Investigator, Boston Children's Hospital
New HHMI research shows that reactivating fetal hemoglobin production in adult mice effectively reverses sickle cell disease.


Not long after birth, human babies transition from producing blood containing oxygen-rich fetal hemoglobin to blood bearing the adult hemoglobin protein. For children with sickle cell disease, the transition from the fetal to adult form of hemoglobin—the oxygen-carrying protein in blood—marks the onset of anemia and painful symptoms of the disorder.

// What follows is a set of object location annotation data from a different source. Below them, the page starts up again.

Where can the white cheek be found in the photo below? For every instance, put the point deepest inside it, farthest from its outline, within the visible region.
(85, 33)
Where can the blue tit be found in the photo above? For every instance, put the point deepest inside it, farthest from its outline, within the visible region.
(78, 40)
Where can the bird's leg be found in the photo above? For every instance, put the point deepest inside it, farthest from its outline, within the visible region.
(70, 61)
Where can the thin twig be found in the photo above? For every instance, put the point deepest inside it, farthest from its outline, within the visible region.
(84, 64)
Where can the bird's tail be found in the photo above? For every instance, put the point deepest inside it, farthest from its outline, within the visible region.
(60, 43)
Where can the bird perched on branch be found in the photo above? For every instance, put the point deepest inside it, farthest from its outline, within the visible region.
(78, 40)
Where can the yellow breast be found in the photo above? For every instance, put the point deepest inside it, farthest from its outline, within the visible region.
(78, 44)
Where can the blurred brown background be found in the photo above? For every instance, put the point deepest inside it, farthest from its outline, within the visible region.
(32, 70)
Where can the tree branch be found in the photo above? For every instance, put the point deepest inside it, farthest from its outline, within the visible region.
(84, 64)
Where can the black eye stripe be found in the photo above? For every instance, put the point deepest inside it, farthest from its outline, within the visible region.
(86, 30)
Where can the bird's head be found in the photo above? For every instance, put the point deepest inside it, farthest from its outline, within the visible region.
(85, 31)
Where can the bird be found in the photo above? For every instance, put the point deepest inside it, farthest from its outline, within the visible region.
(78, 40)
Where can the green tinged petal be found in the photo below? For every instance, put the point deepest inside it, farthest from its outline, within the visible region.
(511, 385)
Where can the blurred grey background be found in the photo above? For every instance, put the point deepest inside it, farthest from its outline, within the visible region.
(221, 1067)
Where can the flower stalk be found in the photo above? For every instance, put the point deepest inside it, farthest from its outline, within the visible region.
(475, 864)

Now, new research led by Howard Hughes Medical Institute (HHMI) investigator Stuart H. Orkin of Children’s Hospital Boston, Dana Farber Cancer Institute, and Harvard Medical School shows that silencing a protein known as BCL11A can reactivate fetal hemoglobin production in adult mice and effectively reverses sickle cell disease. The new finding, reported October 13, 2011, in Science Express, reveals that BCL11A is one of the primary factors involved in turning off fetal hemoglobin production. The paper’s first author is Jian Xu, an HHMI-Helen Hay Whitney fellow.

“I think we’ve demonstrated that a single protein in the cells is a target that, if interfered with, would provide enough fetal hemoglobin to make patients better,” says Orkin. “It’s been hypothesized for three decades that fetal hemoglobin could be turned on once we understood the mechanism of hemoglobin switching, and this is the first evidence of a target to do that.”

BCL11A is likely one of a suite of up to a dozen factors that influence fetal hemoglobin levels, Orkin says, but the new study provides hard evidence that it is one of the key players in regulating the production of fetal hemoglobin. BCL11A works as a repressor by binding to DNA and regulating gene expression.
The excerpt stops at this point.